The Applicant submits that in standing her down without pay and in issuing the separation certificate, the Respondent dismissed her from her employment.
Consideration
I have had regard to all the material and evidence provided by each party in these proceedings. I am satisfied that it was the Applicant’s request for a separation certificate that was the catalyst for the termination of her employment. It is immaterial whether that was first proposed by the Applicant or her daughter because it was not contended that the Applicant had not consented to that course at the meeting on 22 September 2021.
While I acknowledge that the request for the separation certificate came because of the Respondent’s communication to the Applicant that she would not receive any further shifts if she remained unvaccinated given the Respondent’s obligation to comply with the vaccination mandate. I do not consider that this amounts to a termination at the initiative of the Respondent. The Respondent was simply communicating the effect of the government mandate to its staff. As of 22 September 2021, the Applicant had three options available to her. She could have stayed stood down without pay for some time to reconsider her stance on vaccination or to see if the mandate was lifted, she could have decided to get the vaccination or she could have resigned. In requesting the separation certificate as she did, she effectively chose the latter option.

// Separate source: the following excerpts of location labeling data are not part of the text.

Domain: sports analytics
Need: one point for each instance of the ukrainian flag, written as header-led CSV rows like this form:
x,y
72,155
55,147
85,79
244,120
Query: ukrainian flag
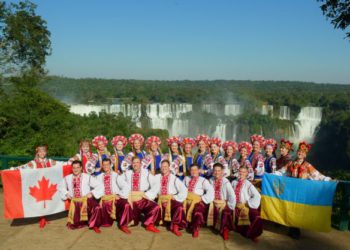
x,y
297,203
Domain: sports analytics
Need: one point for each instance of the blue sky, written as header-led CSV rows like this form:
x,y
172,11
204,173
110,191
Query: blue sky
x,y
195,39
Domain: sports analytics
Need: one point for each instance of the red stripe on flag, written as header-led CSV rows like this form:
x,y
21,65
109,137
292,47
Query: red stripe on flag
x,y
13,207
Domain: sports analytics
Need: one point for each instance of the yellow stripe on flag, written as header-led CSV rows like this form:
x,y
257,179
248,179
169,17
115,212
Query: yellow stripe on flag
x,y
296,214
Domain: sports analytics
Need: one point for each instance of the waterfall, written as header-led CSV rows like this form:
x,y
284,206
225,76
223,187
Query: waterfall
x,y
306,124
284,113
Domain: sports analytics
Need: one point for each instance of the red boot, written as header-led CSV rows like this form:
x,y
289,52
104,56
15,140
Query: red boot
x,y
176,230
125,229
42,222
195,233
152,228
225,234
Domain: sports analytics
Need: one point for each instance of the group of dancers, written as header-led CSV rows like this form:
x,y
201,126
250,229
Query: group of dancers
x,y
178,189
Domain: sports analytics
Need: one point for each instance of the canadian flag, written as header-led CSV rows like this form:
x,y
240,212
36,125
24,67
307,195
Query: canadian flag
x,y
34,192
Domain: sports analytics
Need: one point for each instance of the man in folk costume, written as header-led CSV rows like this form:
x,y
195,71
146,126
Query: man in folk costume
x,y
187,145
82,190
200,195
119,142
256,158
40,161
84,154
175,157
114,202
245,148
155,154
284,160
216,156
142,195
171,192
230,148
136,141
221,210
300,168
93,166
248,221
202,157
270,155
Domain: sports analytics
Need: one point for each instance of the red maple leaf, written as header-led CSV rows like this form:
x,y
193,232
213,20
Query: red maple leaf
x,y
43,191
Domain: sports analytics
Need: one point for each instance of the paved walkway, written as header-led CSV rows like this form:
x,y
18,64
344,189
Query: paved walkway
x,y
25,234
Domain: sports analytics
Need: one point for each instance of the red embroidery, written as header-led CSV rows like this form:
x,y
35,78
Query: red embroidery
x,y
135,181
164,185
192,184
107,183
77,186
238,189
217,188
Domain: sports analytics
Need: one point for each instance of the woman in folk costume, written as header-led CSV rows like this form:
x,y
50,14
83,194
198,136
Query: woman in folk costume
x,y
200,195
221,210
82,190
119,142
175,157
248,221
154,152
216,156
282,162
256,158
270,155
84,154
302,169
187,145
93,166
230,148
245,148
143,193
114,201
202,157
171,192
136,141
40,161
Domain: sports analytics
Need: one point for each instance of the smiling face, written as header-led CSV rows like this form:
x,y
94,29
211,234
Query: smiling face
x,y
230,151
202,146
243,173
269,150
243,152
119,146
136,165
174,148
41,152
301,155
106,166
214,148
77,169
85,147
154,147
194,171
137,145
283,151
101,146
217,173
165,168
188,149
256,146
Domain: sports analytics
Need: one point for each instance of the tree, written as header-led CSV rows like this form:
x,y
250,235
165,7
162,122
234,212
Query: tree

Consequently, there was no dismissal within the meaning of the Act.
Accordingly, I order that the first jurisdictional objection be upheld and that the Applicant’s application be dismissed.
Given that finding and the making of that order, it is unnecessary for me to consider the second jurisdictional objection.
DEPUTY PRESIDENT
<PR737540>
[1] Bupa Aged Care Australia Pty Ltd T/A Bupa Aged Care Mosman v Shahin Tavassoli [2017] FWCFB 3941 [47]; see also Mohazab v Dick Smith Electronics (No 2) (1995) 62 IR 200.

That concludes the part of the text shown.